By extending my exercise very gradually as I could tolerate it, I have returned now to a level of exercise equivalent to what I had before becoming ill. On a July 2002 trip to Yosemite, I hiked almost 90 miles in six days, walking at a speed comparable to that on similar trips when I was 10 to 15 years younger.
Keeping records was crucial to being a CFIDS scientist. I began my experiments with confidence that having systematic notes about my life would enable me to see patterns and to identify links between my actions and my symptoms. I experimented with a variety of logs, most requiring only a few minutes a day to fill out.
Record keeping enabled me to recognize fluctuations in symptoms by showing me that my CFIDS was worse in the morning and better in the evening, and that the effects of exertion were cumulative during a week. Also, logging showed me the connection between standing and symptoms, documented how much exercise was safe, and showed me my vulnerability to stress.
Logging was also a good motivating tool. After noticing that some days were better than others, I focused on trying to find what I was doing that created good days so I could expand them. I also used my records to chart my progress over time. At the end of each month, I rated myself using the CFS & Fibromyalgia Rating Scale. Seeing written evidence of improvement gave me hope.
I assumed that I could explain any setback I experienced by studying my records, that all my relapses had causes I could identify. While this proved to be a high standard, it led to many helpful discoveries. By avoiding those things that created relapses, I was able to smooth out my life considerably, reducing both the frequency and severity of relapses, and eventually eliminating them.
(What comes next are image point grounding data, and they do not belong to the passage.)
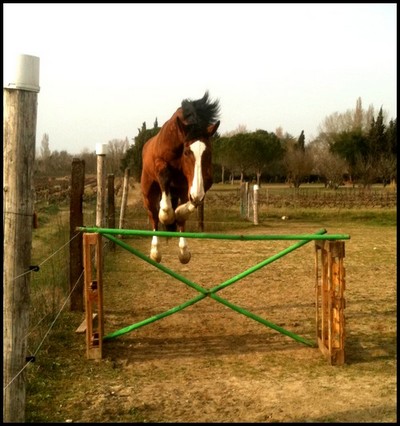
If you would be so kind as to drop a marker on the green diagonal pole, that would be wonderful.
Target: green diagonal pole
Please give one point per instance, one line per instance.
(263, 263)
(262, 320)
(205, 235)
(211, 293)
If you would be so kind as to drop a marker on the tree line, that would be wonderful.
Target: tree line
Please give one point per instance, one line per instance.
(357, 147)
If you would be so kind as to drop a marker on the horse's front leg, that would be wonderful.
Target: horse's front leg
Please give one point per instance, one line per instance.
(184, 253)
(166, 213)
(155, 253)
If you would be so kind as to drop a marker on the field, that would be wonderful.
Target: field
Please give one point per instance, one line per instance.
(208, 363)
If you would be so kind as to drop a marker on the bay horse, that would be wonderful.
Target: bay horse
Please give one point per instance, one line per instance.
(177, 172)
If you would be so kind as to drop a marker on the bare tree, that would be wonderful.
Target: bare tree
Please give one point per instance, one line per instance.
(298, 163)
(115, 152)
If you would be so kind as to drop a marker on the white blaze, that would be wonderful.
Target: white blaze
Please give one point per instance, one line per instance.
(197, 189)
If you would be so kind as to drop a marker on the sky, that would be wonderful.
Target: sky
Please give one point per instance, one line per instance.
(105, 69)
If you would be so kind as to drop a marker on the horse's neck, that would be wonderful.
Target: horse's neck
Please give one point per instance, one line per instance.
(171, 136)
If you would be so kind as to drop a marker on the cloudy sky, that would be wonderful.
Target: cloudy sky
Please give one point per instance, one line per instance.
(107, 68)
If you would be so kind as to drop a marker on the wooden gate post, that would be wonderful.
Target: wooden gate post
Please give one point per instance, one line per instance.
(19, 135)
(92, 255)
(330, 301)
(75, 244)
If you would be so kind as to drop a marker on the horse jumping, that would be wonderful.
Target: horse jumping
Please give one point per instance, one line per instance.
(177, 169)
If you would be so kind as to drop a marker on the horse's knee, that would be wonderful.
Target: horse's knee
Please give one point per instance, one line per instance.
(166, 213)
(155, 253)
(183, 211)
(184, 253)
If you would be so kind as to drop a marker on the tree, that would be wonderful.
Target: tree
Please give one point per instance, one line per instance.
(266, 152)
(116, 150)
(330, 167)
(298, 161)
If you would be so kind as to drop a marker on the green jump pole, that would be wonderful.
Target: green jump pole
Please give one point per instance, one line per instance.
(211, 292)
(205, 235)
(153, 318)
(264, 263)
(262, 320)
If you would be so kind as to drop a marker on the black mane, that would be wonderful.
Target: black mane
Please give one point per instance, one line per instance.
(199, 114)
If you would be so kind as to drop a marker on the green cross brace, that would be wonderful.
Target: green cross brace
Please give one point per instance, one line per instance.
(211, 292)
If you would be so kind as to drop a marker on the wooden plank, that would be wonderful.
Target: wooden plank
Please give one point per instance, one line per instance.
(82, 327)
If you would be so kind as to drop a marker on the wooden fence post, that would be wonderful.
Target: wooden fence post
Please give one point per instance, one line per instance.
(124, 200)
(111, 206)
(330, 301)
(19, 135)
(93, 261)
(75, 244)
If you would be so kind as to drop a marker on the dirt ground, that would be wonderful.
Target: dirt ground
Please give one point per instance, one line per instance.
(207, 363)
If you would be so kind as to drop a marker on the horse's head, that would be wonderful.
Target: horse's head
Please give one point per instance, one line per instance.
(196, 165)
(197, 121)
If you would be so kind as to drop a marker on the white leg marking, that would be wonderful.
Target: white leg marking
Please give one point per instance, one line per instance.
(154, 252)
(197, 189)
(183, 211)
(184, 253)
(166, 213)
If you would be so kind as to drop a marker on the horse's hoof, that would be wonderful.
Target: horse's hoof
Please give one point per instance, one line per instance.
(184, 258)
(156, 257)
(166, 216)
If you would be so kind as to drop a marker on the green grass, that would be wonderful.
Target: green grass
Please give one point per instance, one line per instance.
(48, 388)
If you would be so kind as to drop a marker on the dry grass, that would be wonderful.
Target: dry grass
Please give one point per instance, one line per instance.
(210, 364)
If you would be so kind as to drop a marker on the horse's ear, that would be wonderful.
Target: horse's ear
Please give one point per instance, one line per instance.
(212, 128)
(181, 124)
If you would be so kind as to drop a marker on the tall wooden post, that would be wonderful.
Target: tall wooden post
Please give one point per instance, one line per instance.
(111, 205)
(75, 244)
(19, 127)
(330, 300)
(124, 200)
(101, 150)
(255, 204)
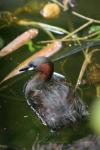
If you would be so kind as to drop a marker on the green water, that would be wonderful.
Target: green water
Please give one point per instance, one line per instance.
(19, 126)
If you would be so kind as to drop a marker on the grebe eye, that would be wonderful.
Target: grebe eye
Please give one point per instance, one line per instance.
(31, 65)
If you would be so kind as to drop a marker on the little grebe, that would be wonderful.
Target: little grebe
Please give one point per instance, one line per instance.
(51, 97)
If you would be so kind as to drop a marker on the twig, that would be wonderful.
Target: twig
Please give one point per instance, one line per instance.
(19, 42)
(78, 29)
(84, 17)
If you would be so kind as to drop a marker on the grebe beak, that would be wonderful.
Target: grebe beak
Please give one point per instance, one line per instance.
(27, 68)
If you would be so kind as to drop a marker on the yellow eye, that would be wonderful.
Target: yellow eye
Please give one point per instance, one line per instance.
(50, 11)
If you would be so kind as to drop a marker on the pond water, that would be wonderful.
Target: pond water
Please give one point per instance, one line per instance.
(19, 126)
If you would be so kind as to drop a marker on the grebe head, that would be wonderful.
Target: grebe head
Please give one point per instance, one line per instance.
(42, 65)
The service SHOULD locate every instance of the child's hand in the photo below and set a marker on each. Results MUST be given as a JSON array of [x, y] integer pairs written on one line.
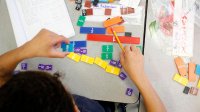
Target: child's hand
[[44, 44], [133, 62]]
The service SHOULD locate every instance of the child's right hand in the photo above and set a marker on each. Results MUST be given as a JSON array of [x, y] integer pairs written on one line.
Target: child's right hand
[[133, 62]]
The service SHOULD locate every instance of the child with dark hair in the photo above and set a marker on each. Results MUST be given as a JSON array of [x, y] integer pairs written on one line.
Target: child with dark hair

I followed a three-step process to gain control over my relapses. At the end of 1998 I reviewed my logs for that year to identify all my relapses. (I defined a relapse as symptoms so severe that I had to spend at least one full day in bed.) I found eight. Then I looked for common causes and discovered that almost all the relapses were associated with either having another illness or travel.
Last, I formulated a strategy to minimize the impact of each of these factors. To combat relapses triggered by secondary illnesses, I decided to take extra rest even after the symptoms of the secondary illness had ended.
To minimize travel-related setbacks, I limited travel to a few hours' driving distance from home and included a ten-minute rest for each two hours driven. The total time to complete the three steps was about two hours. I haven't had a relapse since.